Why we’re creating Chinese podcasts for a split internet
Welcome to Baihua 百花. Glad to see you here.
Hi, I’m Izzy,
I’m a journalist and visual storyteller. For the past eight years, I’ve also had what might be the ultimate luxury of our times: creating a podcast with three of my best friends to talk about American TV, movies, and the cultural products that have shaped our lives. What started as four friends gathering around a microphone became 疲惫娇娃 CyberPink (formerly Loud Murmurs), a show that now reaches hundreds of thousands of listeners across borders—physical and digital alike.
You’re receiving this email because at some point, you joined us on this journey. Maybe you attended one of our book clubs co-hosted with “American Roulette 美轮美换,” subscribed to the fantastic 美轮美换 newsletter, supported us on Patreon, or simply sent us a message that made our day.
Thank you. Those gestures matter more than you know.

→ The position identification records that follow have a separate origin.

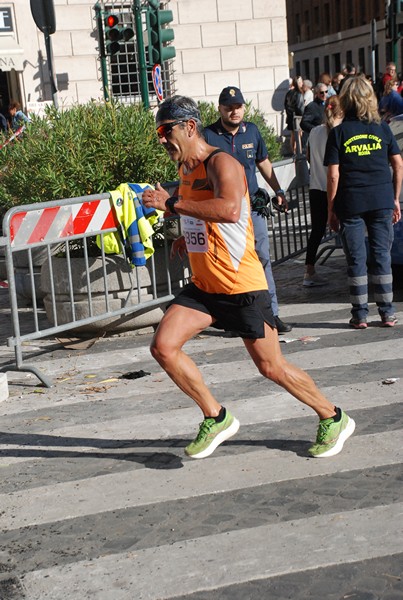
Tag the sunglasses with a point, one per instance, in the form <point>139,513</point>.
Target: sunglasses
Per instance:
<point>164,130</point>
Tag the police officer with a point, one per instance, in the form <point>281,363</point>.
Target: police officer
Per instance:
<point>243,140</point>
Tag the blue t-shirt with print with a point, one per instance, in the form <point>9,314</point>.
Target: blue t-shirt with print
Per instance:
<point>362,151</point>
<point>247,146</point>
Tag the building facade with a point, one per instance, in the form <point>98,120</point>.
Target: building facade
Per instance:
<point>325,36</point>
<point>218,43</point>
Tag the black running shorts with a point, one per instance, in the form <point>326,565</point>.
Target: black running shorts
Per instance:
<point>243,314</point>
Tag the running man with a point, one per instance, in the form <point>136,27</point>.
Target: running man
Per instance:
<point>228,288</point>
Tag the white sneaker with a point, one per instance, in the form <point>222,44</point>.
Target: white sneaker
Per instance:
<point>313,280</point>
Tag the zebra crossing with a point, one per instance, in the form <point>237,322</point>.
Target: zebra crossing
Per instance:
<point>98,500</point>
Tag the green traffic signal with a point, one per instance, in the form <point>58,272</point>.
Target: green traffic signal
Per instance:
<point>158,34</point>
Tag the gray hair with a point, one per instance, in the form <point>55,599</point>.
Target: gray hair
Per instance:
<point>179,108</point>
<point>319,87</point>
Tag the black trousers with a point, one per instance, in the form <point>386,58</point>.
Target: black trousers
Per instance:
<point>318,206</point>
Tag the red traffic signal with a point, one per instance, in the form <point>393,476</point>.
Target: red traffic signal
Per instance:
<point>111,20</point>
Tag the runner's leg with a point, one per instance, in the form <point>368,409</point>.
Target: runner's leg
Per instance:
<point>179,325</point>
<point>267,356</point>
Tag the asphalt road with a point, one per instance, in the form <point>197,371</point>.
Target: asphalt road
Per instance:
<point>98,500</point>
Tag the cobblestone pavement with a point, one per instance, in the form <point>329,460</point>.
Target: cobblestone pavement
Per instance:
<point>98,500</point>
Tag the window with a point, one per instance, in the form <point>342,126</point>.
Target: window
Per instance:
<point>326,10</point>
<point>307,25</point>
<point>298,26</point>
<point>361,59</point>
<point>316,69</point>
<point>338,15</point>
<point>336,63</point>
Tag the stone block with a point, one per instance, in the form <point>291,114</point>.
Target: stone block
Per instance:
<point>188,36</point>
<point>191,11</point>
<point>279,30</point>
<point>190,84</point>
<point>201,60</point>
<point>256,80</point>
<point>254,32</point>
<point>3,387</point>
<point>230,10</point>
<point>241,56</point>
<point>268,10</point>
<point>272,55</point>
<point>218,34</point>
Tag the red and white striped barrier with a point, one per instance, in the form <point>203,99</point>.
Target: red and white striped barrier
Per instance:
<point>61,222</point>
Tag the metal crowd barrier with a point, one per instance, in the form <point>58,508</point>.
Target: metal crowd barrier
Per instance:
<point>289,232</point>
<point>55,227</point>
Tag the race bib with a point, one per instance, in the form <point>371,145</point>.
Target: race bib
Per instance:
<point>195,234</point>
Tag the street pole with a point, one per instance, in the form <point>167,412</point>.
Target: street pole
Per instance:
<point>141,53</point>
<point>373,48</point>
<point>102,53</point>
<point>49,56</point>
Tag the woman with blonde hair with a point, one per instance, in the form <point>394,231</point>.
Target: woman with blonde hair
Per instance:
<point>317,187</point>
<point>363,198</point>
<point>391,103</point>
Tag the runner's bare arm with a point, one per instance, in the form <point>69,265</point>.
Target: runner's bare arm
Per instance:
<point>226,178</point>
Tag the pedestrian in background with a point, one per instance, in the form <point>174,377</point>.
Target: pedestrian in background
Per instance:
<point>307,89</point>
<point>318,187</point>
<point>336,79</point>
<point>294,107</point>
<point>327,80</point>
<point>18,118</point>
<point>243,140</point>
<point>314,113</point>
<point>391,103</point>
<point>363,198</point>
<point>228,289</point>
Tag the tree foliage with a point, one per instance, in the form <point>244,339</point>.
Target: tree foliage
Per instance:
<point>92,148</point>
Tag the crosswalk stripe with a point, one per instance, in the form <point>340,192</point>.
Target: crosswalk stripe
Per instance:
<point>218,560</point>
<point>120,490</point>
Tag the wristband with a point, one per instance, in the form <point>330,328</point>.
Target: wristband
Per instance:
<point>170,204</point>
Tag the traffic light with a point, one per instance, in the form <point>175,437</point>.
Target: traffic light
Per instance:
<point>399,19</point>
<point>115,34</point>
<point>158,35</point>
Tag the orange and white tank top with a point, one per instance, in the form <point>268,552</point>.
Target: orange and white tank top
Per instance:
<point>222,255</point>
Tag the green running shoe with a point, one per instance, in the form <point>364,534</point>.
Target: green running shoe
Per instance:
<point>331,436</point>
<point>212,434</point>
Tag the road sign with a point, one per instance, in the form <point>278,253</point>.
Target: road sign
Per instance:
<point>157,81</point>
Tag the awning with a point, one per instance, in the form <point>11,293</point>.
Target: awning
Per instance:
<point>11,54</point>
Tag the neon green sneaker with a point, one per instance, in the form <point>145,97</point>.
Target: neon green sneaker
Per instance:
<point>211,435</point>
<point>331,436</point>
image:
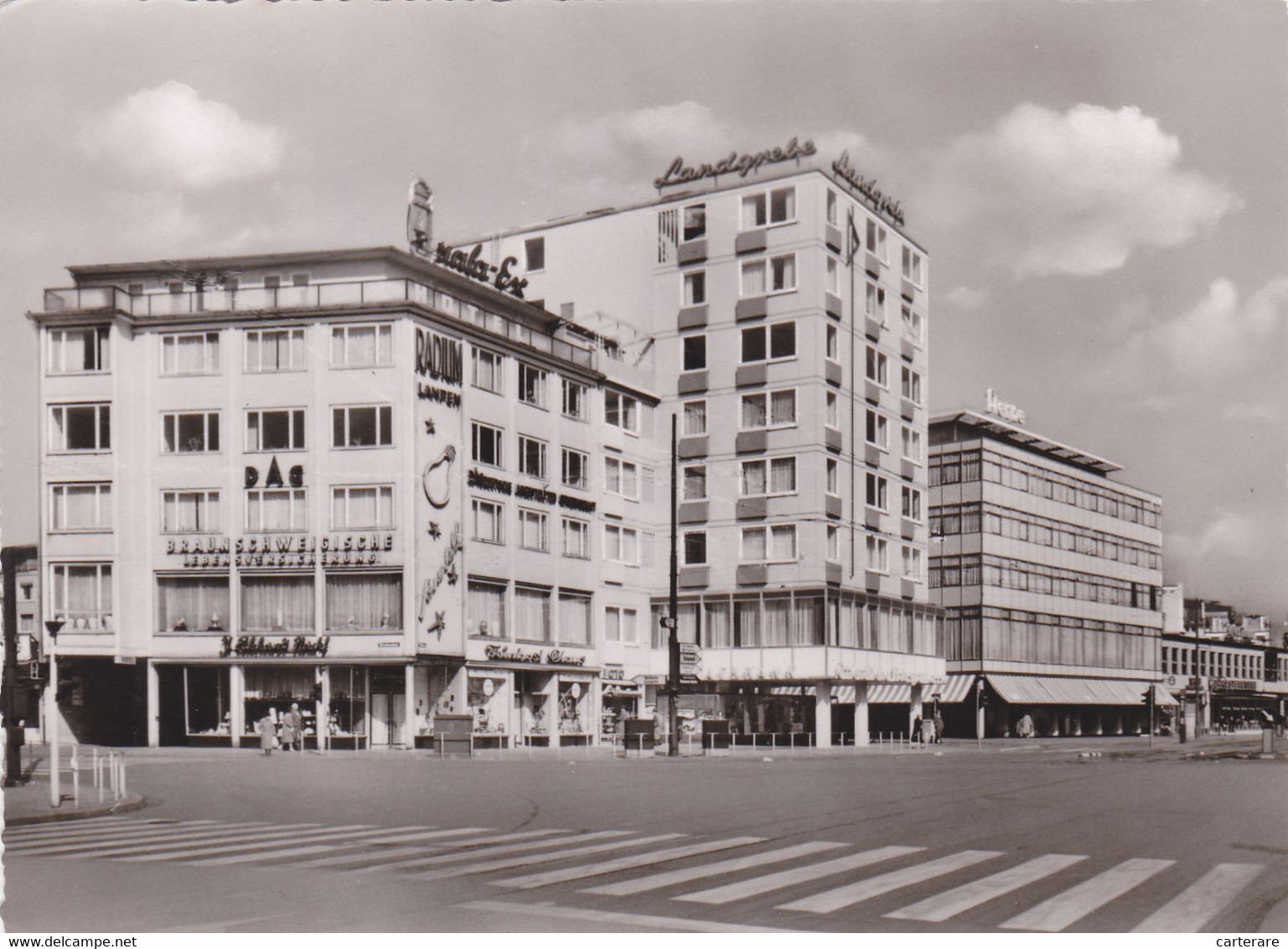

What I didn’t anticipate was how much this show would change my life, and from the letters we’ve received over the years, how it would touch others too. Somewhere along the way, I came to believe that high-quality dialogue by and for the Chinese diaspora is a net good—for the creators, for the listeners, for the world. I wanted more of it. And because my work connects me with some of the most creative, perceptive voices among the Chinese diaspora, I thought: why not build it ourselves?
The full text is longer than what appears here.